Antes que eu reagisse, ela se ajoelhou no tapete macio da sala, entre minhas pernas. Mãos tremendo de tesão, ela puxou o elástico da minha bermuda pra baixo, libertando meu pau já duro, latejando. Os olhos dela brilharam de desejo.

— Deixa eu te mostrar como eu cuido bem…

Ela pegou na base com a mão quente e macia, a pele dela contrastando com a minha. Começou a chupar devagar, a boca úmida e quente envolvendo a cabeça, a língua rodando deliciosamente, sugando com vontade. Eu gemi, vendo aqueles lábios carnudos subindo e descendo, os peitos balançando na blusinha fina, os bicos duros roçando no tecido. O som era molhado, obsceno, ela engolindo mais fundo, a garganta apertando, me levando à loucura. Segurei o cabelo dela, sentindo o cheiro de mulher excitada.

— Caralho, Alícia… Que boca gostosa…

Ela gemeu em resposta, acelerando, os olhos me olhando com safadeza. Não aguentei muito; puxei ela pra cima, beijando aquela boca inchada, provando meu próprio gosto.

— Vamos pro quarto — ela sussurrou, me levando pela mão.

No quarto deles, cama king size com lençóis brancos, fotos do Bruno na mesinha (ignorei). Tirei a blusinha dela – os peitos perfeitos, redondos, bicos rosados e duros. A pele quente, macia ao toque, suada levemente, e muito cheirosa. Beijei o pescoço, desci pros seios, chupando um bico enquanto apertava o outro, sentindo ela arquear o corpo, gemendo baixo.

— Me fode, Marcos… Faz tempo que eu quero isso.

Tirei o shortinho dela, calcinha fio dental preta, já molhada. Abri as pernas dela na cama, vi a buceta depilada, inchada, brilhando de tesão.
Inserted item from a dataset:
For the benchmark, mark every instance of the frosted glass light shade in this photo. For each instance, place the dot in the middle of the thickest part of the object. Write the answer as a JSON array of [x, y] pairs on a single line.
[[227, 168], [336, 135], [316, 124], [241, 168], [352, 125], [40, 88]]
Lambi devagar, o gosto doce e salgado, ela se contorcendo, mãos no meu cabelo.

— Ai, que delícia… Enfia essa língua…

Entrei nela devagar, sentindo o calor apertado, molhado, envolvendo meu pau centímetro por centímetro. Ela era tão quente por dentro, as paredes pulsando. Comecei a bombar, vendo os peitos balançarem a cada estocada, o rosto dela contorcido de prazer, boca aberta gemendo meu nome. Toquei a pele das coxas, macia e quente, apertando a bunda firme enquanto metia mais fundo, o som de corpos batendo ecoando.

— Mais forte, Marcos! Me usa como sua puta…

Virei ela de quatro, entrei por trás, vendo a bunda empinada, a buceta engolindo tudo. Segurei os quadris, metendo rápido, sentindo o suor escorrer nas costas dela, a pele grudando na minha.

— Goza dentro de mim, Marcos… Bem gostoso, enche minha buceta de porra… Quero sentir você pulsando dentro…

Não aguentei. Gozei forte, jatos quentes enchendo ela, o pau latejando no calor apertado, ela gemendo alto, gozando junto, o corpo tremendo.

Depois, deitamos ofegantes. Ela sorriu, beijando minha bochecha.

— Foi incrível, Marcos. Volte sempre que o Bruno viajar.

Eu me vesti, ainda zonzo.

— Claro, Alícia. Mas sigilo total, hein? Não quero problema pra você, nem pro Bruno descobrir.

— Pode deixar, amor. Sou discreta. Até a próxima. Boa noite!